Workout Tips

Break Through Plateaus with Deficit Training

Get ahead by getting behind. Bust plateaus and build new muscle and strength with deficits.

To make muscles grow, usually lifters with a good head on their shoulders will combine the perfect mix of volume and intensity. That means an increased number of sets to up overall work capacity coupled with a weight that poses a challenge for the muscle. Add low rest intervals and you’ve got a recipe for size. 

So you’ve done that.  And you’ve added size. Good on you. 

But what happens when you reach the inevitable plateau?  It’s only a matter of time before the body adapts to a training method and your gains become scant. “Changing it up” is the name of the game, but choosing different exercises, set schemes, and rest intervals can only go so far. 

We’re forgetting about another important piece to the size puzzle—time under tension (TUT).  Increasing the time a muscle spends under tension increases its work capacity and also helps release necessary hormones for growth like testosterone and HGH. It makes sense when you think about it. Having a heavy bar on your back for 60 seconds will be better than having a heavy bar on your back for 20 seconds where building muscle is concerned. 

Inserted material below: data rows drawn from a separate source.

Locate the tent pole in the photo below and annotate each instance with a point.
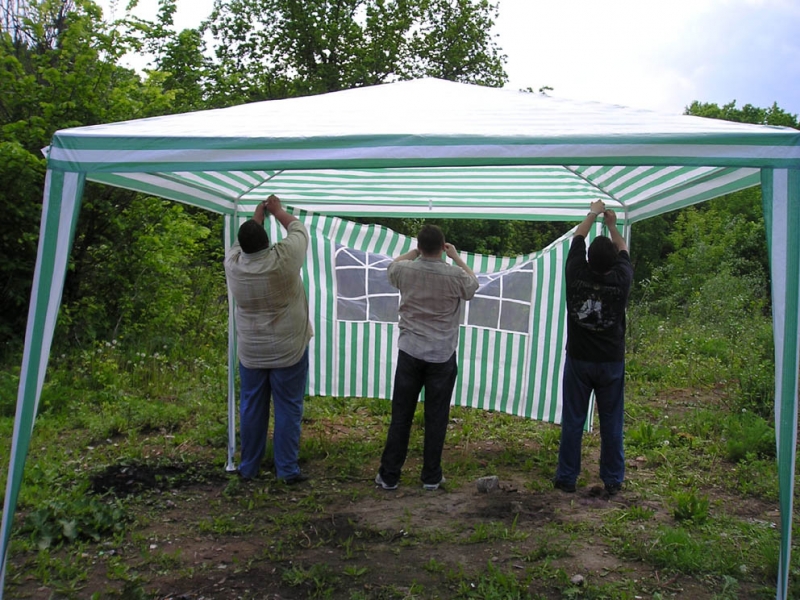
(230, 467)
(781, 203)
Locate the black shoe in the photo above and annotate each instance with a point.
(564, 486)
(294, 480)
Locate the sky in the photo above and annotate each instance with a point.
(653, 54)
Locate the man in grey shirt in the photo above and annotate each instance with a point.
(431, 294)
(273, 331)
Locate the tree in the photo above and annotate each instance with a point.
(279, 48)
(58, 69)
(681, 252)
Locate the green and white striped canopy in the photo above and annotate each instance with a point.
(427, 148)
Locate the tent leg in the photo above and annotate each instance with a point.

Other than playing with your tempo, an easy, quick, and less often used way of increasing TUT would be through adding a deficit to certain exercises.  This increases the ROM and ultimately makes you more beastly. Here are four of the best moves to use deficit training with. 

Deficit Deadlifts

If you want increased grip strength, added flexibility, and a kick start to posterior chain development, then adding a deficit to your deadlift variations is key. To do them, set up a 6-inch box or step platform under your feet, but make sure the barbell still rests on the floor. Assume the same starting position you normally would with a flat back and proper setup, and go to town.  

Note: If you don’t have adequate flexibility to assume a good start position from a deficit when deadlifting, stick with the conventional deadlifts with no deficit until you can achieve this. It’s not a safe idea to pull without the necessary tightness.

Reverse Lunges from Deficit

Reverse lunges on their own help the posterior chain to fire first since the first movement is initiated by the glutes and hamstrings to step backward, rather than the hips and quads to step forward. You can add to the glute involvement by adding a deficit—starting by standing on a low box. Use dumbbells, and ensure that your working leg has the heel firmly planted on the box. Aim for a full depth with the trailing knee so that it reaches the floor. The glutes and hamstrings have to work overtime to overcome the deficit and climb the body back up to the box.